FOR the third year running, the London Repertory Players are in Bournemouth, treating audiences to the kind of well-made plays that were once an institution in theatres all over the country.

This year, there are four titles over four weeks, all of them thrillers, with the programme changing midweek to allow holiday-makers to see two shows during their stay.

First up is The Murder Game, a 1976 thriller for four players by Constance Cox.

Brian Hamilton (Neil James) is an unfaithful husband, whose estranged wife Sheila (Kirsty Cox) has changed her mind about letting him keep the home in the divorce.

When a stranger, Gerry Stephens (Musa Trevathan) turns up at their door and quizzes Brian about his problems, the audience fairly quickly guesses the solution that the visitor intends to offer. But Brian will come to regret taking an apparently easy route to a new life with his lover June (Hepzibah Roe).

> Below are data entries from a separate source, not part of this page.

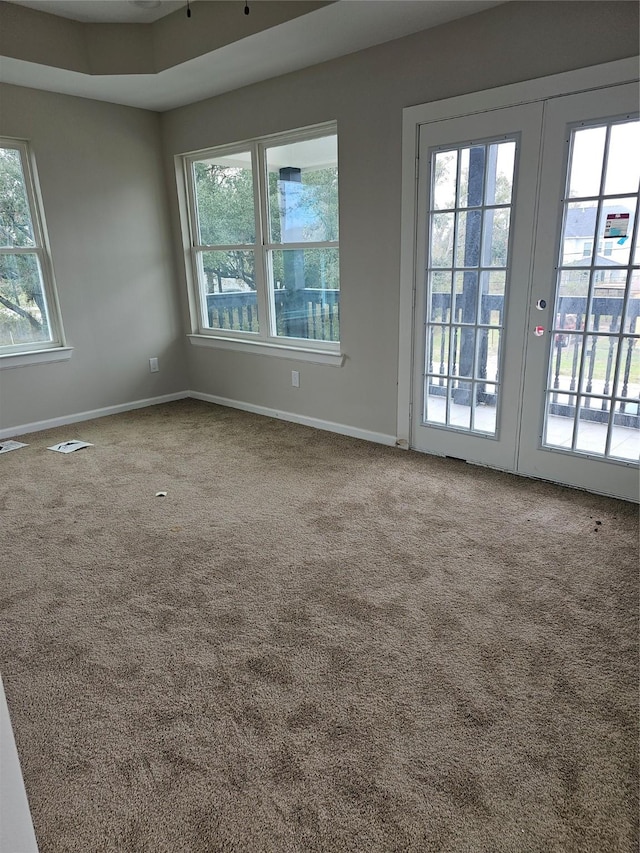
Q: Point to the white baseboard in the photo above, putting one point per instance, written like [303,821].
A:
[38,426]
[16,826]
[317,423]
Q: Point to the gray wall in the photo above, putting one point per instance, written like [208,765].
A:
[105,203]
[366,93]
[121,290]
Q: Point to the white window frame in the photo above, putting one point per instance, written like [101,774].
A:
[55,349]
[262,342]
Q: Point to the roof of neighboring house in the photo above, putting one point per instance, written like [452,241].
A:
[581,221]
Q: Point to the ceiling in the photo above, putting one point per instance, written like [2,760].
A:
[106,11]
[336,29]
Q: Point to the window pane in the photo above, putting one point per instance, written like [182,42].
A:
[616,228]
[435,400]
[579,229]
[227,282]
[496,237]
[440,296]
[23,309]
[559,420]
[305,293]
[444,180]
[303,191]
[623,164]
[16,229]
[471,186]
[484,414]
[465,298]
[224,199]
[501,167]
[441,243]
[468,239]
[586,162]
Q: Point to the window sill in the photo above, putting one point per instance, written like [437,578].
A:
[45,356]
[315,356]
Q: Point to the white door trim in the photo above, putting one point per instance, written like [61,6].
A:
[543,88]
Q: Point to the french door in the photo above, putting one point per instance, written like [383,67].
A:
[526,352]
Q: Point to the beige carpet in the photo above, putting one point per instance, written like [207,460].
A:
[312,643]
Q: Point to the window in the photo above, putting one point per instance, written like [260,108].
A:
[28,310]
[263,227]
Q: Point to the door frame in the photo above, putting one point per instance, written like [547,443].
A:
[540,89]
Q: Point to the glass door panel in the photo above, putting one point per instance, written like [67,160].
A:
[477,182]
[586,361]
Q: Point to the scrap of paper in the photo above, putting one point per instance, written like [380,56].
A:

In a play like this, with a single set and lots of detail in the dialogue, everything depends on the performances, and they are all first rate. The intimate atmosphere of the Shelley Theatre makes it all the easier to stay engrossed as the plot unfolds.

The play may be dated in some respects, particularly when a character’s homosexuality reveals itself in a murderous hostility to women and a fondness for knitting. But this is nonetheless a very exciting thriller, ably executed under the direction of Al Wadlan.

Roll on next Thursday and JB Priestley’s Dangerous Corner.